New York Times Review
Music Review | Samantha Crain & the Midnight Shivers
In Brooklyn, a Voice of Shadows and Fog
By JON CARAMANICA
Published: March 30, 2009
None of the jokes were landing for Samantha Crain & the Midnight Shivers on Sunday night at Southpaw, in the Park Slope neighborhood of Brooklyn. Between songs, Ms. Crain or one of her bandmates would make a false start or two and giggle, only to be met by an indifferent audience.
The night before, Ms. Crain said, “we played in a really small college town, so they laughed at everything we said.” Then, as if succumbing to the inevitable, she proclaimed, “This song’s about a preacher who drowns a man that he’s baptizing.” Again, not a single laugh.
That song, “The River,” opened “The Confiscation: A Musical Novella by Samantha Crain,” an EP released on Ramseur last year, and revealed Ms. Crain as a promising young storyteller with fealty to ragged, country-driven indie-pop and an alluring dark streak.
In April the band will release its impressive full-length debut album, “Songs in the Night,” which vividly eclipses the EP. There’s a hushed, humid beauty to the album that may be difficult to recapture live, except in the most desolate and dank spaces.

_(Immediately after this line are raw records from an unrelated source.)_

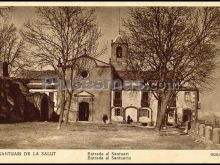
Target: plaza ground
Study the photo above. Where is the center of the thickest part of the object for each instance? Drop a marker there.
(44, 135)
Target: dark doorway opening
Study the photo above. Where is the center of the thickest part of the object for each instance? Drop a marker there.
(187, 115)
(83, 111)
(44, 109)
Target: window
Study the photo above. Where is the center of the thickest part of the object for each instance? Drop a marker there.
(144, 99)
(84, 74)
(117, 99)
(145, 113)
(119, 52)
(172, 101)
(117, 112)
(117, 94)
(51, 95)
(187, 96)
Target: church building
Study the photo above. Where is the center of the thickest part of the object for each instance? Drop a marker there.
(91, 104)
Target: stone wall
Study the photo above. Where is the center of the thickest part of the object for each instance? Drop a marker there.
(17, 104)
(206, 132)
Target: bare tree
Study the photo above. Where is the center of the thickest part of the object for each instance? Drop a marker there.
(58, 37)
(175, 43)
(12, 49)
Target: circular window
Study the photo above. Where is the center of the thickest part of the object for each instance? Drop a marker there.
(84, 74)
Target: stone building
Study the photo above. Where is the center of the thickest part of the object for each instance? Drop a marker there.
(95, 97)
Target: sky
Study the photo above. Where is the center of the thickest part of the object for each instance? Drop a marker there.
(108, 22)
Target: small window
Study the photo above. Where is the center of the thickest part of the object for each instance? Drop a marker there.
(187, 96)
(145, 113)
(144, 99)
(117, 94)
(117, 112)
(84, 74)
(119, 52)
(51, 95)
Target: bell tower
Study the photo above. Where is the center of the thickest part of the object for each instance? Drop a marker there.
(119, 49)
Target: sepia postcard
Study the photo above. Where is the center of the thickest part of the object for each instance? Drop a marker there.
(109, 82)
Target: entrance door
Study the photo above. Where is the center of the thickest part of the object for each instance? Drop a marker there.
(187, 115)
(132, 112)
(44, 109)
(83, 111)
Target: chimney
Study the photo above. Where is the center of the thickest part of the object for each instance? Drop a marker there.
(5, 69)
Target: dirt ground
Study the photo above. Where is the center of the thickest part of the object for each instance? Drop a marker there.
(44, 135)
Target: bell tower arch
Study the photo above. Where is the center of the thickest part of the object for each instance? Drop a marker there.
(119, 50)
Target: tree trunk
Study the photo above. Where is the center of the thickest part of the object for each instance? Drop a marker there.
(62, 109)
(163, 100)
(69, 101)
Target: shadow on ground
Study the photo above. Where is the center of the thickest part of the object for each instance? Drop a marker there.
(37, 135)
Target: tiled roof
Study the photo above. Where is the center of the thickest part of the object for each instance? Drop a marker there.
(119, 39)
(131, 75)
(33, 74)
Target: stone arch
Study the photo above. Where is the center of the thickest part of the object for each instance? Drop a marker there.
(83, 114)
(119, 51)
(44, 109)
(145, 118)
(132, 111)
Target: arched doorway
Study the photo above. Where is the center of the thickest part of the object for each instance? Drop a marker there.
(132, 112)
(83, 111)
(187, 115)
(44, 109)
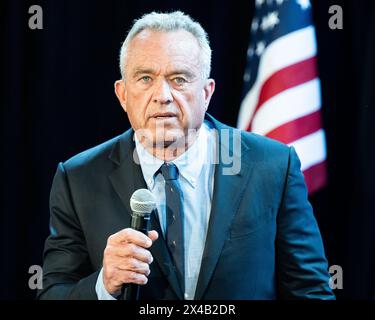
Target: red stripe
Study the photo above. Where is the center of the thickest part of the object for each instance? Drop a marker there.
(284, 79)
(316, 177)
(296, 129)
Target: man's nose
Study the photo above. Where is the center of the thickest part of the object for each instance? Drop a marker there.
(162, 93)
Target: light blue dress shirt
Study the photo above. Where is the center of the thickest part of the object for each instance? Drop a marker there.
(196, 177)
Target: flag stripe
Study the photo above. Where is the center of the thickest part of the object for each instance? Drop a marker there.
(289, 49)
(310, 149)
(315, 176)
(284, 79)
(294, 130)
(287, 106)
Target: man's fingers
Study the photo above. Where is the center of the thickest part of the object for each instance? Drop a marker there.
(132, 236)
(128, 250)
(153, 235)
(134, 265)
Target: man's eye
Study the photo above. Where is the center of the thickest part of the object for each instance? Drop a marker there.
(179, 80)
(146, 79)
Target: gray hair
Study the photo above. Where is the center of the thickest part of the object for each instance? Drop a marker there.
(173, 21)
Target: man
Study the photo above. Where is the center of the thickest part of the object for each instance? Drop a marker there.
(242, 230)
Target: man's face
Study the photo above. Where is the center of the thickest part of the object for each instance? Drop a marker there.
(164, 93)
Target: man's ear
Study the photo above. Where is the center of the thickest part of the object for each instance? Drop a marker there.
(208, 89)
(121, 93)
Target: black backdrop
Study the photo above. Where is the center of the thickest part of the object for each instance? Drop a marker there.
(57, 99)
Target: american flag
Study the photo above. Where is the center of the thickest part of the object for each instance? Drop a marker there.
(282, 98)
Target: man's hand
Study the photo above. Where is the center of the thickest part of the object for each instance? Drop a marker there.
(126, 258)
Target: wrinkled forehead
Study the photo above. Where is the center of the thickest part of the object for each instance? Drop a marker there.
(169, 49)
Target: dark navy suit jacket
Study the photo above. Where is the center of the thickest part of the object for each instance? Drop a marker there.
(263, 241)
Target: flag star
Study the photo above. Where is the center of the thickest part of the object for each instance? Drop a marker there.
(246, 76)
(259, 3)
(273, 19)
(254, 25)
(250, 52)
(305, 4)
(260, 48)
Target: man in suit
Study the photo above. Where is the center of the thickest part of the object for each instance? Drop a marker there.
(232, 220)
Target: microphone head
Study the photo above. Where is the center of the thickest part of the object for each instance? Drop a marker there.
(142, 202)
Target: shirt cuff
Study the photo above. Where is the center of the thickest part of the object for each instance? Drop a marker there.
(100, 289)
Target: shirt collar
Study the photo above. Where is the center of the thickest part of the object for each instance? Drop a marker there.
(189, 164)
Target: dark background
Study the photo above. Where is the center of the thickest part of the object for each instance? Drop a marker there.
(57, 99)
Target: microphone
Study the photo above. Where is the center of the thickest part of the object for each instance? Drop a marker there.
(142, 203)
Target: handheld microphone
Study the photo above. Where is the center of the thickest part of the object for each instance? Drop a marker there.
(142, 203)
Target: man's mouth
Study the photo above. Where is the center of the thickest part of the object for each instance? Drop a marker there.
(164, 115)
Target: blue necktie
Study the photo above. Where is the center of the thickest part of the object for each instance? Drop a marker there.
(175, 219)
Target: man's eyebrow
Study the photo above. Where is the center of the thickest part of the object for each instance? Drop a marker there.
(140, 71)
(186, 72)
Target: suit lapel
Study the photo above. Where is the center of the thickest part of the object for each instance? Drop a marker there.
(127, 178)
(226, 186)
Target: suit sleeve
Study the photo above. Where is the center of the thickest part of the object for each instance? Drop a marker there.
(67, 270)
(302, 266)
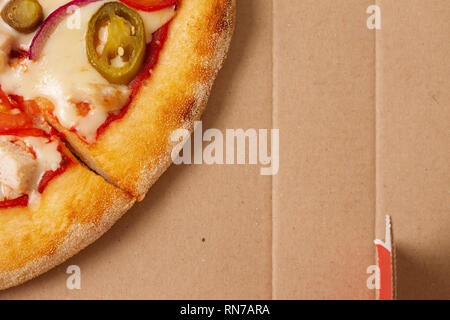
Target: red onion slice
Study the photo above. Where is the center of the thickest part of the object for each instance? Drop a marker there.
(49, 25)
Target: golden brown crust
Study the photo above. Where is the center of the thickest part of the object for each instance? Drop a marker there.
(70, 217)
(135, 151)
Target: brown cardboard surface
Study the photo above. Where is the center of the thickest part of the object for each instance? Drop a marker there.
(413, 100)
(363, 118)
(325, 191)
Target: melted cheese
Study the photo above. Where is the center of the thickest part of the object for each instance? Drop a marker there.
(64, 75)
(48, 158)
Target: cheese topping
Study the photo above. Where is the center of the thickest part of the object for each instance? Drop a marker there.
(21, 171)
(63, 74)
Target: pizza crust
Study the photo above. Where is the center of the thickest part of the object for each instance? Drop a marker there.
(134, 151)
(70, 217)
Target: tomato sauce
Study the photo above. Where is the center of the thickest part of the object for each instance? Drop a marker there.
(159, 37)
(17, 126)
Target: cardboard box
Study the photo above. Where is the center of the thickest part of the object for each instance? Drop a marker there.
(363, 116)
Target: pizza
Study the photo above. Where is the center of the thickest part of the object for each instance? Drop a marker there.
(90, 93)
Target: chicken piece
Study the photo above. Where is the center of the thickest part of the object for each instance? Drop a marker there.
(6, 42)
(17, 167)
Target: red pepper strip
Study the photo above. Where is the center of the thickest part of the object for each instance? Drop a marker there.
(153, 50)
(18, 202)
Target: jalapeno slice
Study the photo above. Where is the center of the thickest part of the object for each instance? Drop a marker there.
(115, 42)
(24, 16)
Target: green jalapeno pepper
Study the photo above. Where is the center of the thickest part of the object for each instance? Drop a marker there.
(24, 16)
(118, 57)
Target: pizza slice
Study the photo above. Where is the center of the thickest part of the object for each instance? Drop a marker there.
(118, 77)
(51, 206)
(112, 80)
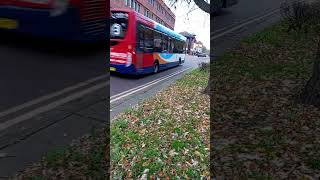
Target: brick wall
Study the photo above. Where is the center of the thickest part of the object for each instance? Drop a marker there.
(164, 15)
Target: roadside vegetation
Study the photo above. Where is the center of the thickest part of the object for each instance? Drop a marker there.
(262, 127)
(166, 136)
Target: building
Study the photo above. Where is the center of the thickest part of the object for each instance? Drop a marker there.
(191, 39)
(154, 9)
(197, 47)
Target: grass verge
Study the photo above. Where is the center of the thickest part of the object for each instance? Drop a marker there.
(166, 136)
(259, 131)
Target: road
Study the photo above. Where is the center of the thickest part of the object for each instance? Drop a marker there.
(37, 68)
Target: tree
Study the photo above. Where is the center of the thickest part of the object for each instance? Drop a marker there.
(204, 6)
(299, 16)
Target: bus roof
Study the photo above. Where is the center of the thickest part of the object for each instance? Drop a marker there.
(153, 24)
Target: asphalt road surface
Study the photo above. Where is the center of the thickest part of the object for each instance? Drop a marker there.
(32, 68)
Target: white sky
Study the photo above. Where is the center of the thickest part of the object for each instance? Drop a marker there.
(196, 22)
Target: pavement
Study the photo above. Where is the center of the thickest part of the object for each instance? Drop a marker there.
(51, 96)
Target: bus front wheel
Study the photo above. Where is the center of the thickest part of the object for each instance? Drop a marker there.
(156, 67)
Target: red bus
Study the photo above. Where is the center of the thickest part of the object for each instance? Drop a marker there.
(80, 20)
(139, 45)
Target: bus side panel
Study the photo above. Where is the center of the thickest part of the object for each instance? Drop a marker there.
(166, 60)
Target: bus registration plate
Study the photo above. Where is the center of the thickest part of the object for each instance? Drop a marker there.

At Southpaw the group’s half-hour set didn’t always get the best of the chatty crowd at the closing-night party for the 2009 Native American Film & Video Festival. (Ms. Crain is of Choctaw origin.) Still, the group flaunted effortless melodies. “Rising Sun,” which opens “Songs in the Night,” is as elegant a pop song as any this year, and deserves a fate better, if not more profitable, than a placement on an ABC prime-time drama, which is where it may well end up.
“I will give in to the dark clouds,” Ms. Crain whispered, “and I will sing with the fog in my throat.”
When focused, Ms. Crain — with turquoise tights screaming out from between a beige print dress and red cowboy boots — was captivating. Her pleading, slightly distant intonation recalled early-1990s Britpop, an accent atop a voice that traverses the space between Gillian Welch and Regina Spektor. And when Ms. Crain pushes herself, that voice arcs and dips and punches like Siouxsie Sioux’s.
She could have easily overwhelmed a less capable backing band, but the Midnight Shivers — the bass player and harmony vocalist Andrew Tanz, the guitarist Stephen Sebastian and the drummer and occasional harmonica player Jacob Edwards — ably played with texture.
On “Rising Sun,” Mr. Sebastian’s guitar rubbed up against Ms. Crain’s clear vocals like sandpaper, and the interplay of Mr. Tanz’s harmonies and Mr. Edwards’s stabbing snares gave “Get the Fever Out” the impression of speeding up, then slowing down, over and over, as Ms. Crain wisely kept it stoic: “Can we see how we need to bury you, bury you?”